Embeddings turn a piece of text into a list of numbers that capture its meaning. The Sentence‑Transformers library offers many pre‑trained models that run locally. We’ll use all-MiniLM-L6-v2, a small but effective model.

from sentence_transformers import SentenceTransformer
import faiss
import numpy as np

model = SentenceTransformer('all-MiniLM-L6-v2')

# Flatten all chunks into a single list and keep track of origins
all_chunks = []
metadata = []  # (paper name, chunk index)

for name, chunks in paper_chunks.items():
    for i, chunk in enumerate(chunks):
        all_chunks.append(chunk)
        metadata.append((name, i))

embeddings = model.encode(all_chunks, show_progress_bar=True)

# Build FAISS index
dim = embeddings.shape[1]
index = faiss.IndexFlatL2(dim)
index.add(np.array(embeddings, dtype='float32'))
print(f'Indexed {index.ntotal} chunks')

FAISS is a fast similarity search library.

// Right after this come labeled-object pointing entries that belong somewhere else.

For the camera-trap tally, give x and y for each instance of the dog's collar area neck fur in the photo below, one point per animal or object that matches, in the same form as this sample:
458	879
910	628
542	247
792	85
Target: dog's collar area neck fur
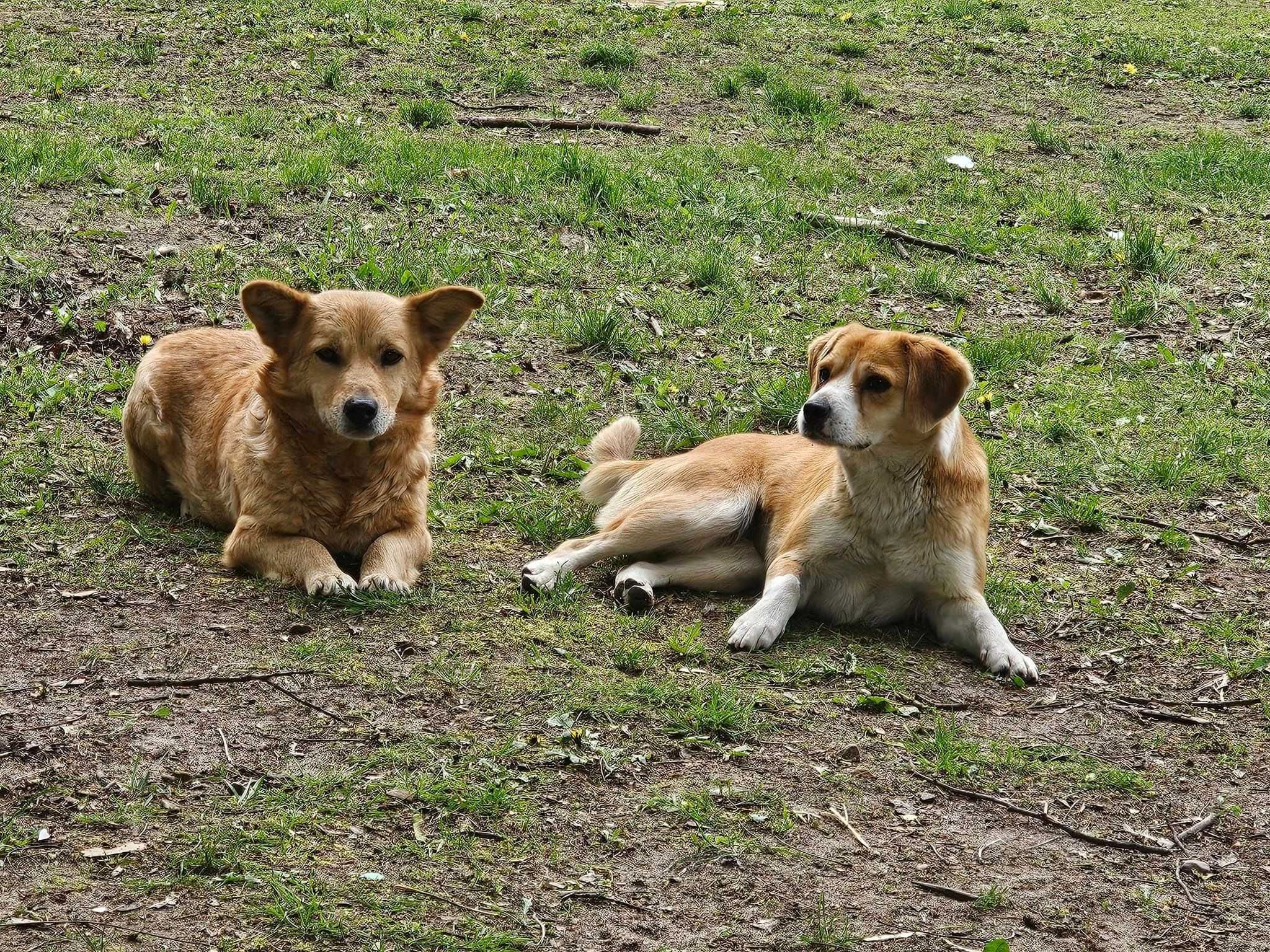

The index lives in memory, but you can persist it to disk with faiss.write_index if you plan to reuse it.

Step 5 – Query the store with a language model

Now you can ask natural‑language questions like “What are the main challenges of federated learning in healthcare?” The pipeline will:

1. Embed the query.
2. Retrieve the top‑k most similar chunks.
3. Feed those chunks to an LLM that will generate a concise answer.

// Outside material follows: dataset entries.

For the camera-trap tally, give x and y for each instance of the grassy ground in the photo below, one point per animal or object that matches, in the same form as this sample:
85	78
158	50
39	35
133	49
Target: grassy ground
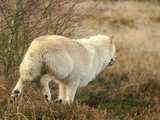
130	90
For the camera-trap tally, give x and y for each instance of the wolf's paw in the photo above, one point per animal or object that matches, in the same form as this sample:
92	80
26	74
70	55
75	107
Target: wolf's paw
58	100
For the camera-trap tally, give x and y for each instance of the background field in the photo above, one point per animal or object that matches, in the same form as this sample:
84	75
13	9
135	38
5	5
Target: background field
130	90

Below is a sketch using the open‑source Llama‑2 model via the transformers library.

from transformers import AutoModelForCausalLM, AutoTokenizer
import torch

tokenizer = AutoTokenizer.from_pretrained('meta-llama/Llama-2-7b-chat-hf')
model_llm = AutoModelForCausalLM.from_pretrained('meta-llama/Llama-2-7b-chat-hf',
                                                torch_dtype=torch.float16,
                                                device_map='auto')

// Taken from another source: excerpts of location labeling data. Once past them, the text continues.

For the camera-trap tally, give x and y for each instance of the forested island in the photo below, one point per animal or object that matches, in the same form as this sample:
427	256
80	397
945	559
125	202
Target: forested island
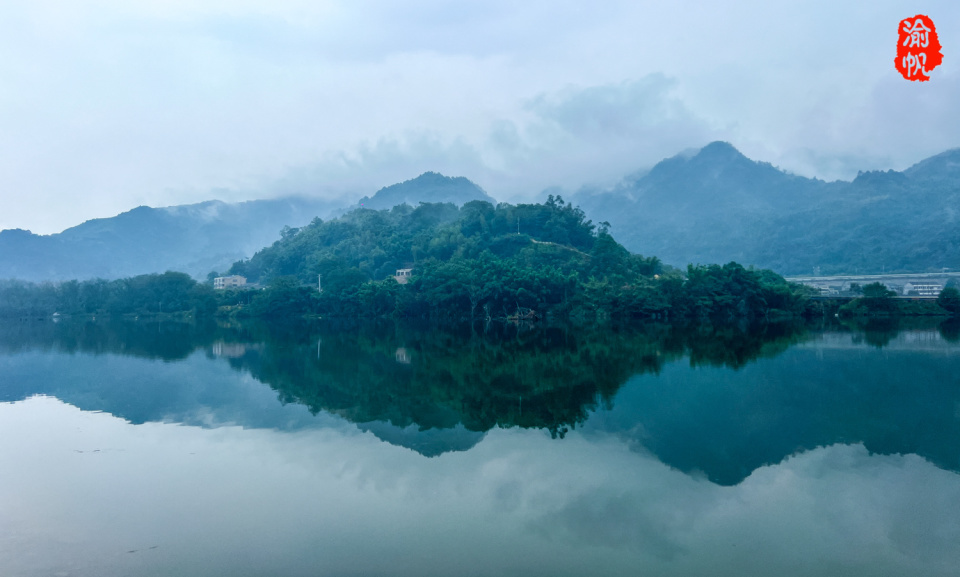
486	261
525	261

def answer_query(question, k=5):
    # Embed the question
    q_vec = model.encode([question])[0]
    # Search
    D, I = index.search(np.array([q_vec], dtype='float32'), k)
    # Gather retrieved chunks
    retrieved = [all_chunks[i] for i in I[0]]
    # Build prompt
    prompt = "You are a helpful research assistant. Use the following excerpts to answer the question.\n\n"
    for i, txt in enumerate(retrieved, 1):
        prompt += f"[Excerpt {i}]\n{txt}\n\n"
    prompt += f"Question: {question}\nAnswer:"
    # Tokenize and generate
    inputs = tokenizer(prompt, return_tensors='pt').to(model_llm.device)
    output = model_llm.generate(**inputs, max_new_tokens=200, temperature=0.2)
    answer = tokenizer.decode(output[0], skip_special_tokens=True)
    # Return only the answer part
    return answer.split('Answer:')[-1].strip()

# Example query
print(answer_query('How does contrastive learning improve representation learning?'))

The LLM sees the most relevant excerpts and can synthesize a short, citation‑ready paragraph. You can tweak k, the temperature, or the prompt style to suit your taste.

Step 6 – Assemble the draft review

Once you have a list of questions and answers, the final step is to stitch them together. A simple markdown template works:

# Literature Review Draft

## Introduction
[Your own intro]

## Findings

### Question 1
**Answer:** ...

### Question 2
**Answer:** ...

## Conclusion
[Your own wrap‑up]

Copy the generated answers into the appropriate sections, add your own commentary, and you have a solid first draft. From here, you can run a plagiarism check, format references, and polish the language.

Tips for a smooth workflow

• Version control – Keep your scripts in a Git repo. It makes it easy to revisit a specific set of papers.
• Cache embeddings – Computing embeddings can be slow. Store them in a .npy file and load them if the source PDFs haven’t changed.
• Iterate on prompts – Small changes in the LLM prompt can dramatically improve answer quality. Try adding “cite the source” if you need explicit references.
• Stay critical – The model can hallucinate. Always verify any claim against the original excerpt.

Building this pipeline took me a weekend, and the payoff was immediate. I could answer “What are the open challenges in explainable AI for medical imaging?” in under a minute, with citations ready to copy. That kind of speed changes the way we approach a literature review: instead of being a bottleneck, it becomes a rapid brainstorming partner.

Give it a try on your next project. The tools are free, the code is short, and the time you save can be spent on deeper analysis or, frankly, a well‑deserved coffee break.